Why did it feel like my legs were about to break off—oh wait, smile, the guy next to you looks concerned. It’s probably because of my deep breathing. And my ultra red face. It always turns red when I’m working out.

It was day 3 in the gym.

It was day 3 in the gym and I couldn’t help but marvel at this other girl who had already done 30 minutes on the bike (I peeked at the screen when I walked by) and had moved onto the elliptical. How could she stand both? Didn’t she want to die?

I guess not because she easily moved to the elliptical, punched in her workout and started to move. Without even taking a drink of her water.

I slurped on my own water. At least I remembered to bring it this time. And I remembered to bring music. But the water wasn’t helping. The music wasn’t helping. The Beach Boys trilled a song about the beach from my iPod and I wanted to slap them. This was no time to be singing about the beach! I was dying! I wanted a pina colada!

I kept moving. I only had ten minutes to go. I could do ten minutes. I just wouldn’t focus on the pain.

That didn’t work well. I reached for my water, tilted it back, and realized it was empty.

EMPTY!

I had filled that thing up to the brim. I suppose I could get more water from the fountain—but then I’d have to pause my workout and if I left the elliptical, I wasn’t sure if I’d go back.

I managed to get through the work out. When the machine beeped that I was done, my legs felt like jelly. I wobbled over to grab a cloth to clean the machine and as I was wiping it down I saw Workout Chick move from the elliptical to the treadmill.

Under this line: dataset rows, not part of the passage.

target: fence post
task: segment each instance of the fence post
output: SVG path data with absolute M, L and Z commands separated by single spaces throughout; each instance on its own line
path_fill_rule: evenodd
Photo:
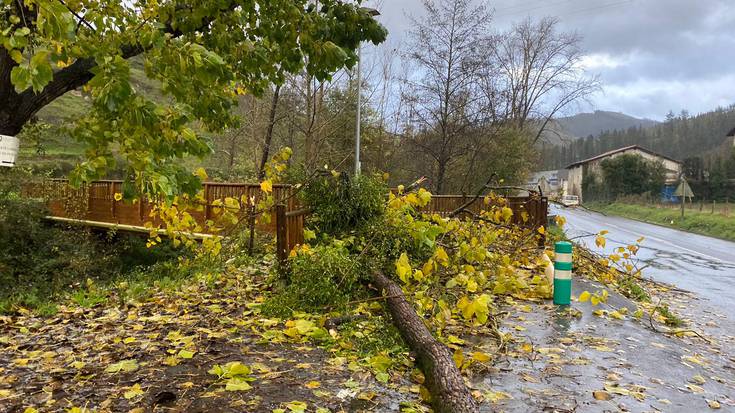
M 204 220 L 209 220 L 209 185 L 204 183 Z
M 715 200 L 713 199 L 713 200 L 712 200 L 712 215 L 714 215 L 714 214 L 715 214 L 715 204 L 716 204 L 716 203 L 717 203 L 717 201 L 715 201 Z
M 532 198 L 533 199 L 533 198 Z M 544 198 L 541 197 L 538 200 L 533 199 L 536 207 L 534 212 L 536 213 L 536 229 L 541 225 L 544 227 L 544 233 L 538 239 L 538 247 L 544 248 L 546 245 L 546 231 L 549 229 L 549 206 L 547 202 L 544 202 Z
M 286 205 L 276 205 L 276 257 L 281 265 L 288 259 L 288 231 L 286 230 Z
M 110 212 L 112 213 L 112 219 L 115 220 L 115 183 L 114 182 L 108 182 L 108 185 L 110 185 L 110 190 L 108 191 L 110 193 L 110 200 L 112 201 L 110 203 Z

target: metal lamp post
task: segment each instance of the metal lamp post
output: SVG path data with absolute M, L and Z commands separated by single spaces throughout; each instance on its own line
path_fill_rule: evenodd
M 380 16 L 380 12 L 369 7 L 362 7 L 361 10 L 375 17 Z M 355 176 L 360 175 L 360 122 L 362 112 L 362 45 L 357 46 L 357 119 L 355 124 Z

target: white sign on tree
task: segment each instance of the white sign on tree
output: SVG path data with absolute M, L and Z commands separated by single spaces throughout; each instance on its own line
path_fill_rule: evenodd
M 0 166 L 15 166 L 20 141 L 14 136 L 0 135 Z

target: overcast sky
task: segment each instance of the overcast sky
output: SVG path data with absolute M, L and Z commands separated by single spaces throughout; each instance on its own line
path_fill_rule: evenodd
M 477 0 L 480 1 L 480 0 Z M 735 103 L 735 0 L 497 0 L 498 29 L 526 16 L 557 16 L 583 37 L 587 65 L 604 91 L 583 107 L 661 120 Z M 390 31 L 406 36 L 421 0 L 369 0 Z

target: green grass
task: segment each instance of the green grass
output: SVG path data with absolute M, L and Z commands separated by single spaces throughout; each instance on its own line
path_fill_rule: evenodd
M 688 232 L 735 241 L 735 217 L 687 210 L 684 218 L 681 211 L 651 206 L 612 203 L 590 204 L 590 209 L 610 215 L 637 219 Z M 706 211 L 706 209 L 705 209 Z

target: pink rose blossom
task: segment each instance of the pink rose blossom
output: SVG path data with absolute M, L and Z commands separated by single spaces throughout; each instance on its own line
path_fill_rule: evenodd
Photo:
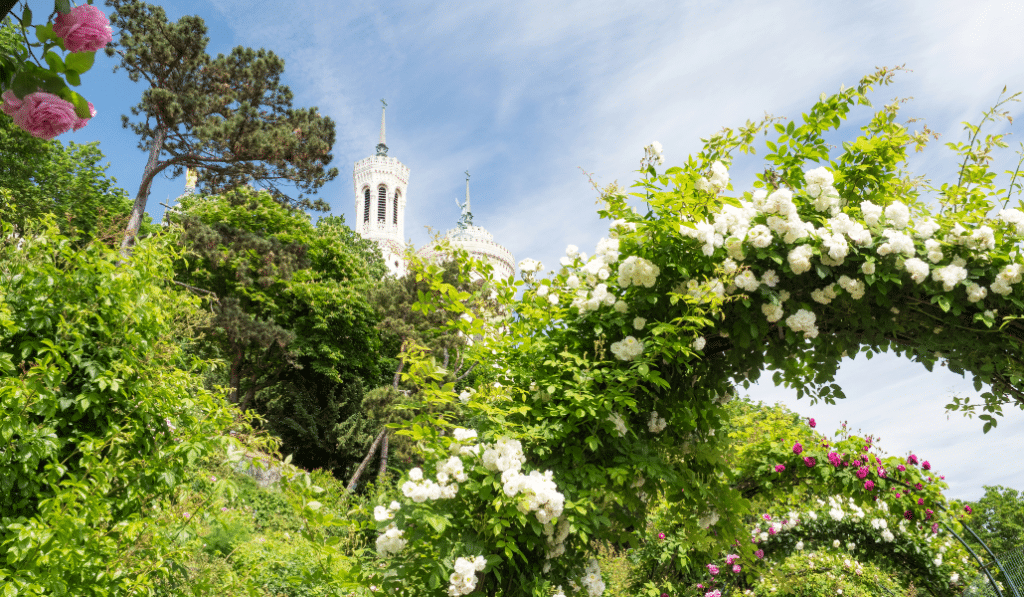
M 771 514 L 762 514 L 761 518 L 767 520 L 768 522 L 772 521 L 772 515 Z
M 907 520 L 914 520 L 914 513 L 911 512 L 910 510 L 907 510 L 906 512 L 903 513 L 903 518 L 906 518 Z
M 781 473 L 784 470 L 786 470 L 786 465 L 784 465 L 784 464 L 776 464 L 775 465 L 775 472 Z
M 902 497 L 902 496 L 903 496 L 902 493 L 896 492 L 896 499 L 900 499 L 900 497 Z
M 736 555 L 734 553 L 731 553 L 731 554 L 725 556 L 725 565 L 728 566 L 729 564 L 732 564 L 733 562 L 735 562 L 738 559 L 740 559 L 740 557 L 738 555 Z
M 931 465 L 930 462 L 925 460 L 924 462 L 921 463 L 921 468 L 923 468 L 926 471 L 930 471 L 930 470 L 932 470 L 932 465 Z
M 921 491 L 922 489 L 924 489 L 924 485 L 921 485 L 920 483 L 914 483 L 914 489 Z
M 78 122 L 75 123 L 75 126 L 72 127 L 72 130 L 77 131 L 78 129 L 89 124 L 89 119 L 91 119 L 93 116 L 96 116 L 96 107 L 92 105 L 92 102 L 89 102 L 89 118 L 79 118 Z
M 70 131 L 79 121 L 71 102 L 45 91 L 26 95 L 12 116 L 19 128 L 47 140 Z
M 807 456 L 804 458 L 804 464 L 806 464 L 808 467 L 812 467 L 818 464 L 818 461 L 814 459 L 814 456 Z
M 863 479 L 864 477 L 867 477 L 867 476 L 868 476 L 868 467 L 862 466 L 859 469 L 857 469 L 857 478 L 858 479 Z
M 902 464 L 897 464 L 896 470 L 902 473 L 903 471 L 907 470 L 907 467 L 903 466 Z
M 718 566 L 715 566 L 714 564 L 708 564 L 708 572 L 711 573 L 711 576 L 718 574 Z
M 759 550 L 754 552 L 754 555 L 757 556 L 757 559 L 763 560 L 764 559 L 764 550 L 763 549 L 759 549 Z
M 53 21 L 53 32 L 64 40 L 69 52 L 95 52 L 102 50 L 113 39 L 110 19 L 103 11 L 83 4 L 68 14 L 58 14 Z
M 814 417 L 807 419 L 807 424 L 811 426 L 811 429 L 814 429 L 815 427 L 818 426 L 818 424 L 814 422 Z
M 743 570 L 743 568 L 740 568 L 739 564 L 733 564 L 732 565 L 732 571 L 735 572 L 736 574 L 739 574 L 740 570 Z
M 803 451 L 804 451 L 804 447 L 800 445 L 800 442 L 796 442 L 795 444 L 793 444 L 793 453 L 794 454 L 799 454 L 800 452 L 803 452 Z
M 828 461 L 832 463 L 832 466 L 839 466 L 839 454 L 836 454 L 835 452 L 829 452 Z
M 881 478 L 883 478 L 883 479 L 884 479 L 884 478 L 885 478 L 885 475 L 887 475 L 887 474 L 888 474 L 888 473 L 886 473 L 886 472 L 885 472 L 885 469 L 884 469 L 884 468 L 882 468 L 882 467 L 878 467 L 878 476 L 879 476 L 879 477 L 881 477 Z
M 714 591 L 708 591 L 707 593 L 704 593 L 704 597 L 722 597 L 722 592 L 718 589 L 715 589 Z
M 917 498 L 917 505 L 918 506 L 923 506 L 924 505 L 924 498 Z
M 935 524 L 932 525 L 932 534 L 933 535 L 938 535 L 939 534 L 939 523 L 936 522 Z
M 907 464 L 917 464 L 917 456 L 911 454 L 907 457 Z
M 665 533 L 658 533 L 658 539 L 664 539 Z
M 931 520 L 931 518 L 932 518 L 932 514 L 935 514 L 935 511 L 934 511 L 934 510 L 926 509 L 926 510 L 924 511 L 924 519 L 925 519 L 925 520 Z
M 974 512 L 974 510 L 972 510 L 970 506 L 964 506 L 964 511 L 967 512 L 968 514 L 970 514 L 971 512 Z
M 775 527 L 768 527 L 768 534 L 769 535 L 774 535 L 775 534 Z
M 867 481 L 864 481 L 864 489 L 867 489 L 868 491 L 874 491 L 874 489 L 875 489 L 875 482 L 871 481 L 870 479 L 867 480 Z

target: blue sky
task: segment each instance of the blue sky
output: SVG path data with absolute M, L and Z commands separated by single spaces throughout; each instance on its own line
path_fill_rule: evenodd
M 856 84 L 876 66 L 905 64 L 912 72 L 873 97 L 878 106 L 914 98 L 904 116 L 924 119 L 943 136 L 914 156 L 912 168 L 941 183 L 956 171 L 942 145 L 964 140 L 960 122 L 976 121 L 1004 85 L 1024 90 L 1024 9 L 1017 2 L 162 5 L 172 19 L 202 16 L 211 53 L 248 45 L 286 60 L 295 104 L 318 106 L 337 123 L 333 153 L 341 175 L 321 192 L 335 214 L 352 220 L 352 164 L 373 153 L 383 97 L 390 155 L 411 168 L 406 235 L 422 245 L 425 227 L 454 225 L 452 199 L 462 196 L 468 169 L 475 222 L 517 259 L 549 265 L 566 245 L 592 250 L 606 233 L 580 169 L 601 184 L 628 184 L 651 141 L 664 145 L 666 166 L 681 163 L 700 137 L 723 126 L 765 112 L 799 117 L 822 92 Z M 110 172 L 134 196 L 146 155 L 121 128 L 120 114 L 141 88 L 111 74 L 112 64 L 100 58 L 83 77 L 82 92 L 99 115 L 62 139 L 101 141 Z M 1021 105 L 1011 110 L 1017 115 Z M 862 110 L 855 120 L 868 115 Z M 1006 125 L 991 130 L 1014 132 Z M 1024 140 L 1017 137 L 1011 145 Z M 1005 158 L 1013 159 L 1012 151 Z M 738 162 L 737 191 L 762 168 L 757 159 Z M 159 217 L 159 202 L 182 186 L 158 179 L 150 213 Z M 837 406 L 812 407 L 772 387 L 750 394 L 815 416 L 819 429 L 846 420 L 880 435 L 891 453 L 913 449 L 947 476 L 955 497 L 979 497 L 985 484 L 1024 489 L 1024 462 L 1014 458 L 1024 446 L 1020 411 L 982 435 L 977 420 L 943 412 L 953 392 L 971 391 L 969 382 L 891 356 L 851 361 L 839 381 L 849 398 Z

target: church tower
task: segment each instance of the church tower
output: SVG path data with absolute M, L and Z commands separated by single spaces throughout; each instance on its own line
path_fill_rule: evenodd
M 377 242 L 388 271 L 405 275 L 405 199 L 409 168 L 388 156 L 384 136 L 384 111 L 381 100 L 380 143 L 377 155 L 356 162 L 352 181 L 356 199 L 356 232 Z

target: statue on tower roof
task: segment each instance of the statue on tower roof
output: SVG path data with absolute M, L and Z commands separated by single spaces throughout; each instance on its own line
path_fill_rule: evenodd
M 462 210 L 462 217 L 459 218 L 459 229 L 465 230 L 472 226 L 473 212 L 469 210 L 469 170 L 466 170 L 466 202 L 459 203 L 459 199 L 456 197 L 455 205 L 458 205 L 459 209 Z
M 384 110 L 388 107 L 388 103 L 383 99 L 380 100 L 380 143 L 377 144 L 377 155 L 387 156 L 388 145 L 384 142 Z

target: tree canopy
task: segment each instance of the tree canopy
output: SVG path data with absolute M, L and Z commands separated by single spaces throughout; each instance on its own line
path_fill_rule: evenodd
M 120 57 L 132 81 L 147 87 L 125 128 L 149 152 L 123 246 L 138 232 L 153 178 L 198 171 L 201 190 L 221 193 L 244 184 L 267 189 L 282 203 L 326 211 L 316 193 L 338 175 L 330 168 L 334 122 L 316 108 L 293 108 L 281 84 L 284 61 L 265 49 L 236 47 L 210 58 L 198 16 L 169 22 L 162 8 L 108 0 L 117 28 L 108 55 Z M 289 196 L 291 187 L 300 193 Z

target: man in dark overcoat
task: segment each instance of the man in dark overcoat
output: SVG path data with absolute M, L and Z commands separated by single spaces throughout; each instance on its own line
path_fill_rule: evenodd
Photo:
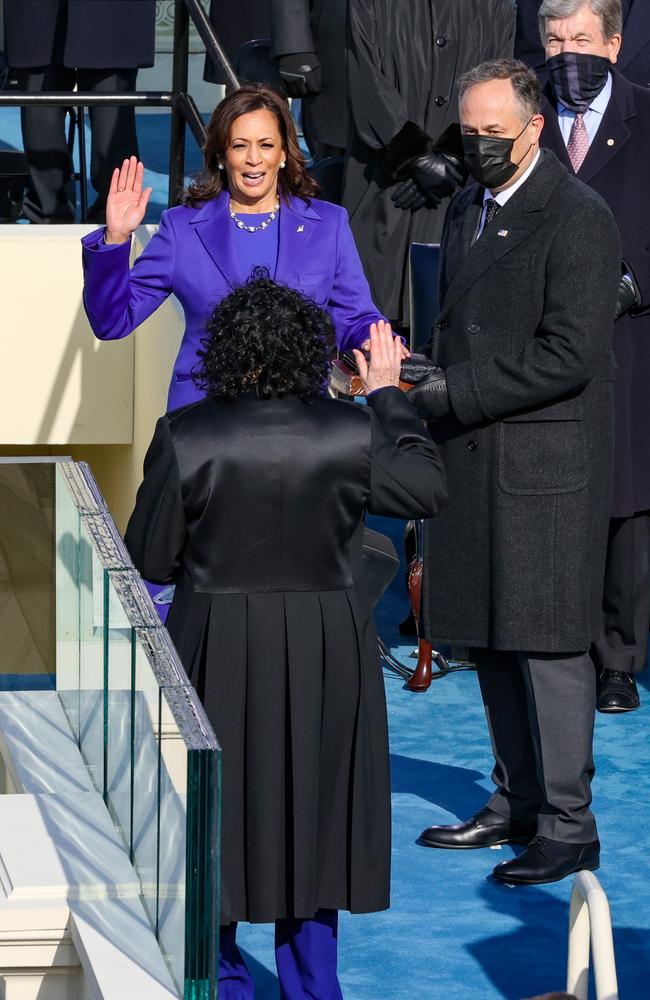
M 439 367 L 411 391 L 448 474 L 427 522 L 423 628 L 470 647 L 497 790 L 422 842 L 523 842 L 494 870 L 552 882 L 599 863 L 590 810 L 613 465 L 616 224 L 601 198 L 539 150 L 541 94 L 519 61 L 460 81 L 468 169 L 441 249 Z
M 348 0 L 270 0 L 273 52 L 315 158 L 337 155 L 348 139 L 345 77 Z
M 512 54 L 512 0 L 349 0 L 348 94 L 352 128 L 343 204 L 373 300 L 398 326 L 409 322 L 411 243 L 436 243 L 447 201 L 413 211 L 393 203 L 406 175 L 437 186 L 431 157 L 457 118 L 456 79 L 485 59 Z
M 545 88 L 542 145 L 604 198 L 623 246 L 621 316 L 614 330 L 616 461 L 604 633 L 593 646 L 592 658 L 598 672 L 598 708 L 625 712 L 639 705 L 635 674 L 645 667 L 650 625 L 650 90 L 630 83 L 614 68 L 621 44 L 620 0 L 608 0 L 603 8 L 607 21 L 591 4 L 576 5 L 573 17 L 556 17 L 560 8 L 555 0 L 542 4 L 548 65 L 570 63 L 588 80 L 587 66 L 592 63 L 587 60 L 595 56 L 593 65 L 601 67 L 602 75 L 592 87 L 597 93 L 583 100 L 574 95 L 578 104 L 572 107 L 568 105 L 574 100 L 564 93 L 564 76 L 552 76 Z M 579 44 L 574 30 L 578 16 L 589 35 Z M 571 134 L 580 126 L 579 119 L 586 143 L 576 159 Z
M 517 0 L 515 55 L 546 82 L 546 53 L 539 33 L 542 0 Z M 617 69 L 632 83 L 650 87 L 650 4 L 648 0 L 622 0 L 623 45 Z
M 588 145 L 582 162 L 572 162 L 571 132 L 578 113 L 567 107 L 572 102 L 563 93 L 562 77 L 553 78 L 545 90 L 547 125 L 542 144 L 605 199 L 623 245 L 622 315 L 614 331 L 616 462 L 604 633 L 593 646 L 592 658 L 598 672 L 598 708 L 626 712 L 639 706 L 635 674 L 646 663 L 650 624 L 650 91 L 630 83 L 614 68 L 621 42 L 619 0 L 609 0 L 605 8 L 612 15 L 611 26 L 590 4 L 581 9 L 590 35 L 579 48 L 573 37 L 574 18 L 553 17 L 555 7 L 548 0 L 541 8 L 549 65 L 562 53 L 564 62 L 582 66 L 587 54 L 602 58 L 603 68 L 609 68 L 598 93 L 583 109 Z
M 138 67 L 152 66 L 155 0 L 5 0 L 7 62 L 20 90 L 126 93 Z M 31 190 L 23 211 L 32 222 L 72 222 L 73 166 L 64 108 L 21 112 Z M 90 178 L 97 191 L 88 218 L 103 222 L 114 167 L 138 156 L 133 108 L 91 108 Z

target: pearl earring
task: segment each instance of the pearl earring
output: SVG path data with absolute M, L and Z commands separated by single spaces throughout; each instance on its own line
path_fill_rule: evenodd
M 225 170 L 226 168 L 224 167 L 223 163 L 219 163 L 219 161 L 217 161 L 217 169 L 218 170 Z
M 281 160 L 281 161 L 280 161 L 280 170 L 284 170 L 284 168 L 286 167 L 286 165 L 287 165 L 287 164 L 285 163 L 285 161 L 284 161 L 284 160 Z

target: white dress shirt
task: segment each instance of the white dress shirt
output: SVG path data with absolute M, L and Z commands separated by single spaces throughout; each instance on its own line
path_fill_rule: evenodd
M 485 203 L 487 201 L 490 201 L 491 199 L 494 199 L 497 205 L 503 208 L 506 202 L 510 201 L 513 194 L 515 194 L 515 192 L 519 190 L 522 184 L 526 183 L 526 181 L 532 174 L 533 170 L 537 166 L 538 160 L 539 160 L 539 149 L 537 150 L 537 153 L 533 157 L 533 162 L 530 164 L 529 167 L 526 167 L 521 177 L 519 177 L 514 184 L 511 184 L 510 187 L 504 188 L 503 191 L 499 191 L 497 194 L 492 194 L 492 192 L 488 188 L 485 188 L 485 191 L 483 192 L 483 212 L 481 214 L 481 224 L 478 227 L 478 233 L 476 234 L 476 239 L 479 238 L 485 226 L 485 214 L 487 212 Z

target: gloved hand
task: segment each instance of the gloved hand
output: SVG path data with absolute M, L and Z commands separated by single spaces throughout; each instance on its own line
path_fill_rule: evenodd
M 441 420 L 451 412 L 447 376 L 443 368 L 431 368 L 417 385 L 406 393 L 419 415 L 425 420 Z
M 408 179 L 395 188 L 391 200 L 397 208 L 413 212 L 426 204 L 437 208 L 465 183 L 462 165 L 454 157 L 434 149 L 411 160 L 406 173 Z
M 315 52 L 292 52 L 280 56 L 278 71 L 289 97 L 307 97 L 321 91 L 322 71 Z
M 621 275 L 621 280 L 618 283 L 615 319 L 619 319 L 625 313 L 629 312 L 630 309 L 634 309 L 635 306 L 640 305 L 641 299 L 637 291 L 634 275 L 631 272 L 626 272 Z
M 402 361 L 400 381 L 407 382 L 409 385 L 417 385 L 425 375 L 428 375 L 430 372 L 439 371 L 441 369 L 434 365 L 431 358 L 428 358 L 426 354 L 413 353 L 410 357 L 404 358 Z

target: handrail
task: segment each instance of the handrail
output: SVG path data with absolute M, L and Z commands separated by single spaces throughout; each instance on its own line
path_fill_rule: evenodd
M 181 199 L 185 178 L 185 134 L 189 129 L 197 144 L 205 143 L 205 124 L 196 102 L 188 90 L 189 24 L 190 19 L 205 44 L 207 55 L 219 66 L 226 79 L 226 87 L 236 90 L 239 80 L 224 52 L 199 0 L 175 0 L 174 6 L 174 53 L 171 91 L 133 91 L 129 94 L 96 94 L 85 91 L 61 92 L 0 91 L 0 107 L 63 107 L 76 108 L 79 129 L 81 217 L 85 221 L 88 207 L 88 178 L 85 163 L 85 116 L 84 108 L 99 105 L 121 105 L 124 107 L 169 107 L 171 110 L 171 135 L 169 152 L 169 192 L 170 205 Z
M 569 910 L 567 993 L 588 1000 L 589 953 L 593 955 L 596 1000 L 618 1000 L 618 981 L 609 902 L 592 872 L 578 872 Z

Was she working out on every last thing in the gym? Was she a robot?

Her face wasn’t bright red. She barely even paused before climbing onto the treadmill.

As I finished wiping down my elliptical, I noticed it said SUMMIT on the side. What? Summit? What did that—

--and then it occurred to me that I had used the HARDER elliptical. The others were just basic ones. I had gone on one that resembled a tiny mountain.

Oh.

That explains the intense pain.

Note to self: stay away from the ultra evil elliptical for awhile.

(And as I discovered this, Workout Chick happily jogged on her treadmill, ponytail swishing back and forth behind her.)